Inventor and entrepreneur Dean Kamen’s words of warning on the precarious state of America’s economic strength should not be taken lightly.

Kamen, speaking earlier this month to members of the New Hampshire High Tech Council, provided a statistic that puts the situation starkly. According to Kamen, in 2003, some 62,400 engineers graduated from U.S. universities. In China and India, the total was 3.4 million.

The problem has very little to do with the effort China, India and other nations are putting behind their technology education policies. As Kamen says, it has plenty to do with the cultural choices Americans make every day – choices that have resulted in a nation that now produces more college graduates with degrees in sports management than engineering.

U.S. elected officials and the business community have to wake up to the reality that the nation is today reaping the effects of decades of celebrating fluff and superficiality over creativity and intelligence. In some quarters it’s called anti-intellectualism.

While a lot has been made of the deficiencies of the U.S. education system, solving the problem, as Kamen defines is, is far more difficult than hiring more teachers or coming up with another comprehensive test.

As Kamen says, “We don’t have an education problem in this country, we have a culture problem. We celebrate Hollywood, we don’t celebrate science and technology. And in a free country, you get what you celebrate.” Indeed we do.

If indeed America’s economic strength is imperiled by the last 40 or so years of obsession with cultural, political and economic ephemera, it is because all of us have made the choice to share in the obsession.

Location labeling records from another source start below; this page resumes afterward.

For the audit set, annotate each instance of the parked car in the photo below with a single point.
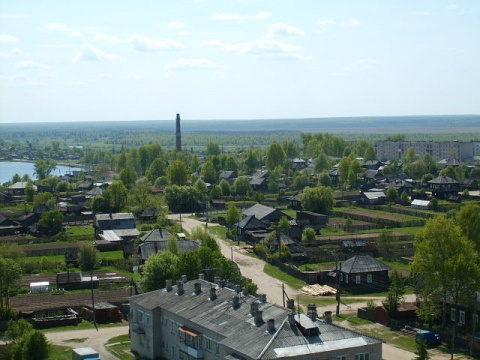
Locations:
(429, 337)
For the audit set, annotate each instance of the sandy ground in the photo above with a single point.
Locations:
(251, 268)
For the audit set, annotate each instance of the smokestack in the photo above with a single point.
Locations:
(178, 134)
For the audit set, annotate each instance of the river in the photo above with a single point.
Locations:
(9, 168)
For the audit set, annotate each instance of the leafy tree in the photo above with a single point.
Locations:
(208, 172)
(159, 268)
(51, 220)
(177, 173)
(395, 294)
(44, 198)
(468, 219)
(233, 215)
(317, 199)
(446, 263)
(116, 195)
(308, 236)
(212, 149)
(392, 194)
(10, 276)
(128, 175)
(275, 156)
(225, 186)
(242, 186)
(44, 167)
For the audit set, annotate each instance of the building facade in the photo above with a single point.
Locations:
(201, 320)
(394, 150)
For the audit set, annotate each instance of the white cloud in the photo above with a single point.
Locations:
(325, 21)
(89, 53)
(28, 65)
(106, 38)
(8, 38)
(57, 27)
(352, 22)
(172, 25)
(185, 64)
(239, 18)
(284, 30)
(143, 43)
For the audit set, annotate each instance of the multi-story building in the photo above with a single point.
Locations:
(201, 320)
(394, 150)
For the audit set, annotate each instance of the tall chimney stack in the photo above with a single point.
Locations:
(178, 135)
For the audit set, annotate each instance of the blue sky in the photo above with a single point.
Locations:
(104, 60)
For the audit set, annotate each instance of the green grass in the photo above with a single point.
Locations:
(120, 347)
(291, 281)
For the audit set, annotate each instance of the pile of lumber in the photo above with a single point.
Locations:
(318, 290)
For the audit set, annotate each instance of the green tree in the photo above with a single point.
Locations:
(10, 276)
(242, 186)
(116, 195)
(52, 221)
(468, 219)
(395, 294)
(159, 268)
(317, 199)
(208, 172)
(275, 156)
(308, 236)
(128, 175)
(446, 263)
(212, 149)
(233, 215)
(177, 173)
(392, 194)
(44, 167)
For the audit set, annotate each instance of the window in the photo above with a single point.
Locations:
(363, 356)
(208, 344)
(140, 316)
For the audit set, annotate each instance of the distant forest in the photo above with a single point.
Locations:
(237, 134)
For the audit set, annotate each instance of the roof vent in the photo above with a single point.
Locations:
(213, 293)
(168, 285)
(198, 288)
(179, 288)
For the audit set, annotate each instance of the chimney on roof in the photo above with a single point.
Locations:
(291, 304)
(258, 316)
(312, 311)
(213, 293)
(271, 325)
(179, 288)
(178, 135)
(253, 307)
(236, 302)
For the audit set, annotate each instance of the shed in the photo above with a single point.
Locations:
(39, 286)
(85, 353)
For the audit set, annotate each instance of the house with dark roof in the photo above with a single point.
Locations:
(361, 274)
(265, 214)
(443, 187)
(197, 319)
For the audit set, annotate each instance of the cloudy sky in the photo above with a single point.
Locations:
(103, 60)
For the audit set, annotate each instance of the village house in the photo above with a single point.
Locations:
(201, 320)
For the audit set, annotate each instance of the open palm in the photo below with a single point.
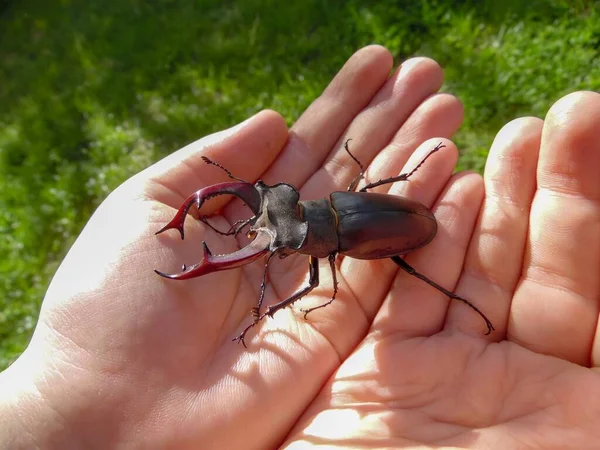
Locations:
(392, 362)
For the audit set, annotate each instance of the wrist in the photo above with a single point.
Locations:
(28, 420)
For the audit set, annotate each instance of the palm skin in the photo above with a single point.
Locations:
(122, 357)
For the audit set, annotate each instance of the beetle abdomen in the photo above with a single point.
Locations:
(374, 226)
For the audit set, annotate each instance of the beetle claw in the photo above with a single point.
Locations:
(213, 263)
(246, 191)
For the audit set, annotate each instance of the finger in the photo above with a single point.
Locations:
(439, 116)
(555, 309)
(246, 150)
(375, 126)
(494, 261)
(319, 128)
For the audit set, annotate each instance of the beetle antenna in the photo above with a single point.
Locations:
(361, 174)
(229, 174)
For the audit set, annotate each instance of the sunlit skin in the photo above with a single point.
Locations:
(123, 357)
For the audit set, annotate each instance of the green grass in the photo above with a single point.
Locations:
(92, 92)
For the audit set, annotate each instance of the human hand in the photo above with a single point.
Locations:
(425, 376)
(123, 357)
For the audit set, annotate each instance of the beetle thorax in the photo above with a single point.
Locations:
(280, 214)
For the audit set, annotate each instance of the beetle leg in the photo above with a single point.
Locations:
(361, 174)
(313, 282)
(408, 268)
(332, 267)
(235, 228)
(402, 176)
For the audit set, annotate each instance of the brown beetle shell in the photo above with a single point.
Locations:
(372, 226)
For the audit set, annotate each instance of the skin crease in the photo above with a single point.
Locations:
(122, 358)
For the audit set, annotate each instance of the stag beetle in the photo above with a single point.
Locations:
(361, 225)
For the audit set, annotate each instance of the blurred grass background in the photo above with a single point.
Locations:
(92, 92)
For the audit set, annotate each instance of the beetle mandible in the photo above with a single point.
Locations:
(362, 225)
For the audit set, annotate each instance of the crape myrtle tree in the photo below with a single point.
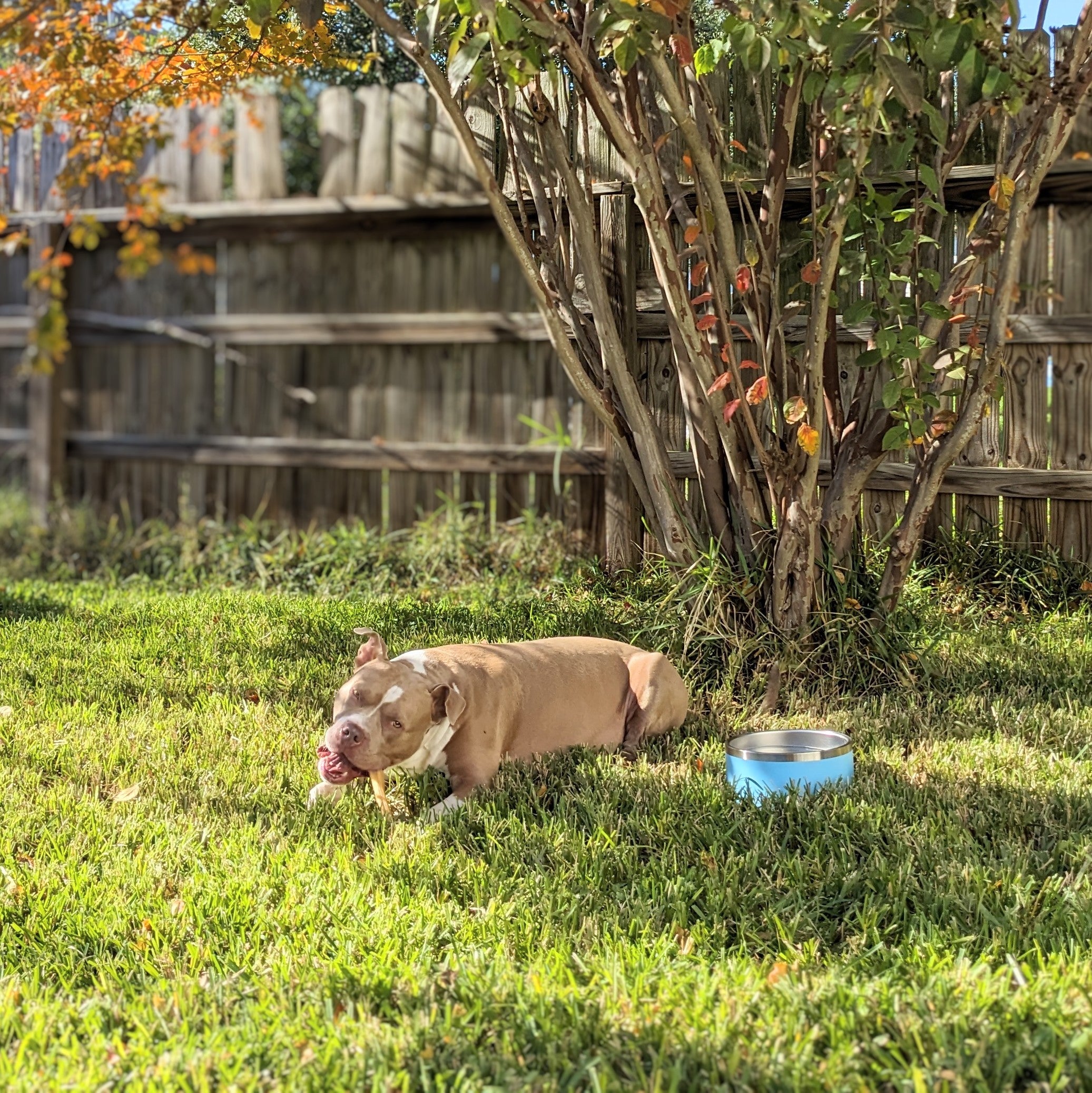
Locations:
(865, 96)
(874, 103)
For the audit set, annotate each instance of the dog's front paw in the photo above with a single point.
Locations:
(324, 791)
(450, 804)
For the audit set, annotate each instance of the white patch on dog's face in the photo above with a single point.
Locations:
(415, 658)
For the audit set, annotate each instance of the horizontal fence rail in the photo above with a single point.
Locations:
(372, 350)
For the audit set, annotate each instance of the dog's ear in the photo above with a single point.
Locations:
(447, 702)
(375, 648)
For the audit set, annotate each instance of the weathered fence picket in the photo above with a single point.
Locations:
(371, 350)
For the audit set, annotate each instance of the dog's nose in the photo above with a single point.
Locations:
(349, 735)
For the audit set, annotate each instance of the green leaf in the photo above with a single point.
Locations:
(945, 45)
(625, 54)
(758, 54)
(930, 178)
(892, 393)
(859, 312)
(970, 73)
(996, 82)
(705, 60)
(466, 60)
(906, 82)
(896, 437)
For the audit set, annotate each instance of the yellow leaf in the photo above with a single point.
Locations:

In fact, it would be misguided to look at America’s potentially deteriorating international economic status as one between this country and other countries. The fault lies not in others’ desire for economic growth and prosperity, but with Americans’ growing failure to accept the reality that the world economy is very different than it was 40, even 10, years ago.

As Kamen warns, if changes in attitude and focus are not achieved, “this country may not, in the next generation, have the highest standard of living or the best quality of life or all the other things that have always been there.”